The community itself operates a mine too, which seems to be their principal cash income. At the bottom of the valley, the hillsides are covered in all coca fields. Though they said they had them here too, I didn't see any at all. The terrain is so steep and hilly that they may easily have been hidden out of eyesight from the road, but certainly it is nothing like the volume in other parts of the Yungas.
It was nice to be out of the city, and nice to be walking around in the country. And it's a challenge to find individuals and communities that are really interested in presenting their community and their reality in a documentary. How do you explain to someone who has never seen a documentary that this documentary will present a comparison between mining in the US and mining in Bolivia? How do you explain that I'm not doing this to make money, that I may break even if I get lucky, but that really what I am interested in is telling a story? Their story really.
What I am doing lies so far outside of their vision of the world and of what is possible, that it's hard to convince people that I this is really what I am doing. Come to think of it, I imagine that a number of you feel the same way.

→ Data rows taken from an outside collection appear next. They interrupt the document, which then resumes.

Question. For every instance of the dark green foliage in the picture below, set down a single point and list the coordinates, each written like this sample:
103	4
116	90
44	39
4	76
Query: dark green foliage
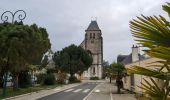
72	59
94	78
40	78
20	46
73	79
49	79
24	79
61	78
44	62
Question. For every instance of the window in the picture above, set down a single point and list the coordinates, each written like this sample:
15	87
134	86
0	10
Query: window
94	71
90	35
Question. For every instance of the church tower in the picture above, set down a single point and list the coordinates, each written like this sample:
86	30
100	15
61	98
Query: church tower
94	42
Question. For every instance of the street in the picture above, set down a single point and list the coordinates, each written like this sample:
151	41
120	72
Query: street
75	93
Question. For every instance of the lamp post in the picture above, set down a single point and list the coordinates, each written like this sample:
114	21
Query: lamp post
21	15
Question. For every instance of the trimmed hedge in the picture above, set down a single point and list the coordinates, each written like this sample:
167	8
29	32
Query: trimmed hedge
94	78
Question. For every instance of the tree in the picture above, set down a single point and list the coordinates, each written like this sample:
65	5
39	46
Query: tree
73	59
105	66
154	33
20	46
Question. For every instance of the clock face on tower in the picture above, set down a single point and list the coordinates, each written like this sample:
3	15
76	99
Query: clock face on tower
94	43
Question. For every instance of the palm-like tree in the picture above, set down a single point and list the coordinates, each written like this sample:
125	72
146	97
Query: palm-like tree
119	71
154	33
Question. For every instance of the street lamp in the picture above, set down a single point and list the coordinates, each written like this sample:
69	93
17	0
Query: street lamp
21	15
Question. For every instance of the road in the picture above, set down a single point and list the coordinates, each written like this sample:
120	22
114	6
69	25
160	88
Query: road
75	93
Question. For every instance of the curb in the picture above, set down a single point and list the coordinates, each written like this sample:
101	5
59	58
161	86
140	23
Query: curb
62	88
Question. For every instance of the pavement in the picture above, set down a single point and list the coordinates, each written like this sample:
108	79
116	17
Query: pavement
87	90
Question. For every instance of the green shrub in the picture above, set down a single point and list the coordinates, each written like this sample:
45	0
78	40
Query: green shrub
24	80
49	79
74	80
94	78
40	78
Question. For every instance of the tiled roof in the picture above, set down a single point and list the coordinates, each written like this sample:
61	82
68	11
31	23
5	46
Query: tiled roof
93	26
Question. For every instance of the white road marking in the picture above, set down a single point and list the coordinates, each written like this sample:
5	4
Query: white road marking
77	90
87	90
97	90
68	90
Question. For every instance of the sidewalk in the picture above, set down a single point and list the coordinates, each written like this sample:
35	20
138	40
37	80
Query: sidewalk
42	93
107	91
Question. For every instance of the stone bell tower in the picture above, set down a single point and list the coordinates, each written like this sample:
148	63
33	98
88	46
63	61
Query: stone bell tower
94	42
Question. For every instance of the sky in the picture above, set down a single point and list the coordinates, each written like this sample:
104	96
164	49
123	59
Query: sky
67	20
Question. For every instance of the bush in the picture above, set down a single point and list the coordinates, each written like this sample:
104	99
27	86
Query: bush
49	79
61	78
73	80
94	78
40	78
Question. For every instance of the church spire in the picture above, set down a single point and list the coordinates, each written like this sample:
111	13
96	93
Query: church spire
93	26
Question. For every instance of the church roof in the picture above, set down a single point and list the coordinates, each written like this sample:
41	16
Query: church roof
93	26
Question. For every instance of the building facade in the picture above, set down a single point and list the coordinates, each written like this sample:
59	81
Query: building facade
93	42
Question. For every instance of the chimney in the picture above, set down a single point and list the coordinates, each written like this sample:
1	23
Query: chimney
135	53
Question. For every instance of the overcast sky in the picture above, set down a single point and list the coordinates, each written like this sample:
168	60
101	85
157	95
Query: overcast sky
67	20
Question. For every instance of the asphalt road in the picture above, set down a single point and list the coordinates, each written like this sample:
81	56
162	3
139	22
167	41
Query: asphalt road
75	93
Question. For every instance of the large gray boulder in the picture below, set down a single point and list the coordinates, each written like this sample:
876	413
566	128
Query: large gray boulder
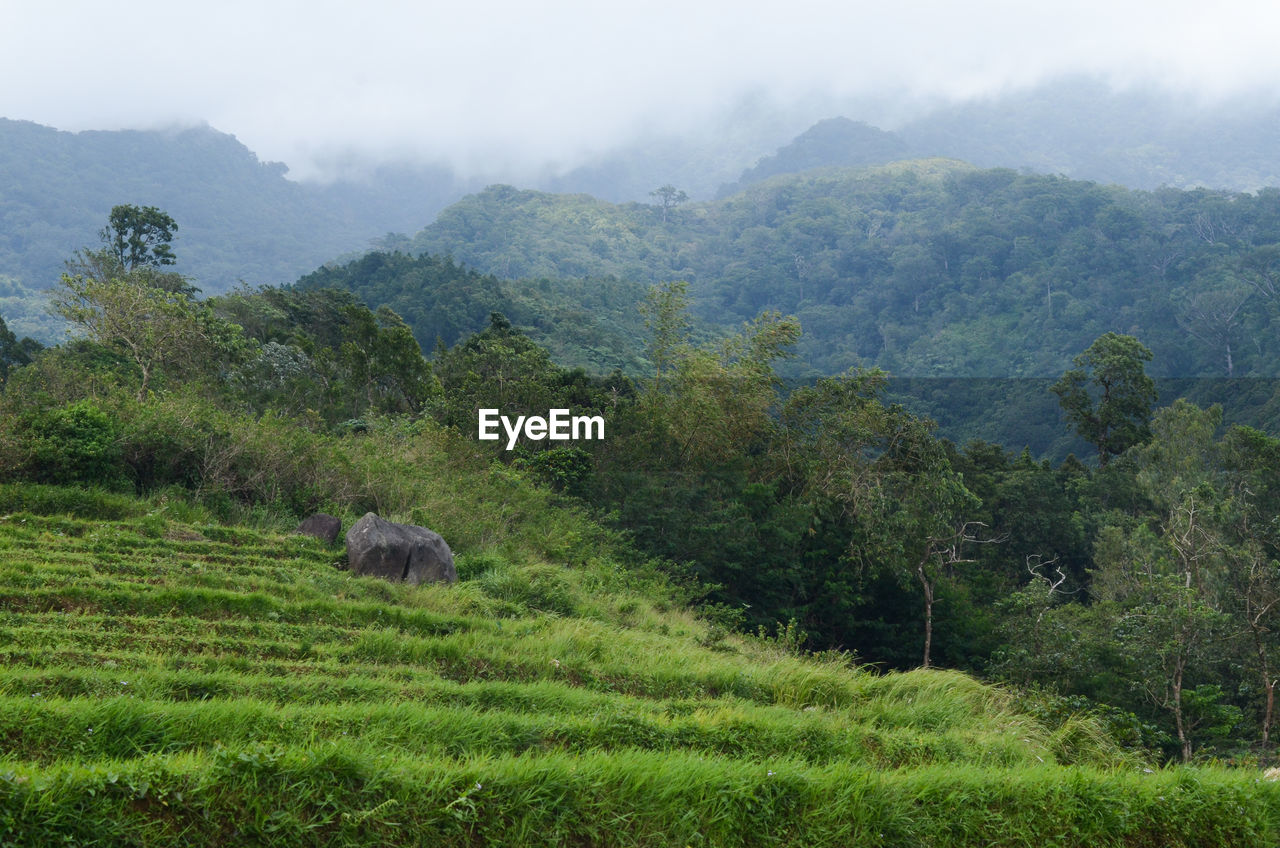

What's interesting (and reassuring, sort of) is that in the mining towns, like Siglo XX, I found a number of people who said they wouldn't mind if I filmed them, they just wanted me to make a documentary that showed their reality. It's reassuring because it took me at least three visits to find these people and get to know them. So I think that with a little time and a lot of walking, I'll be able to find the same thing here in the Yungas.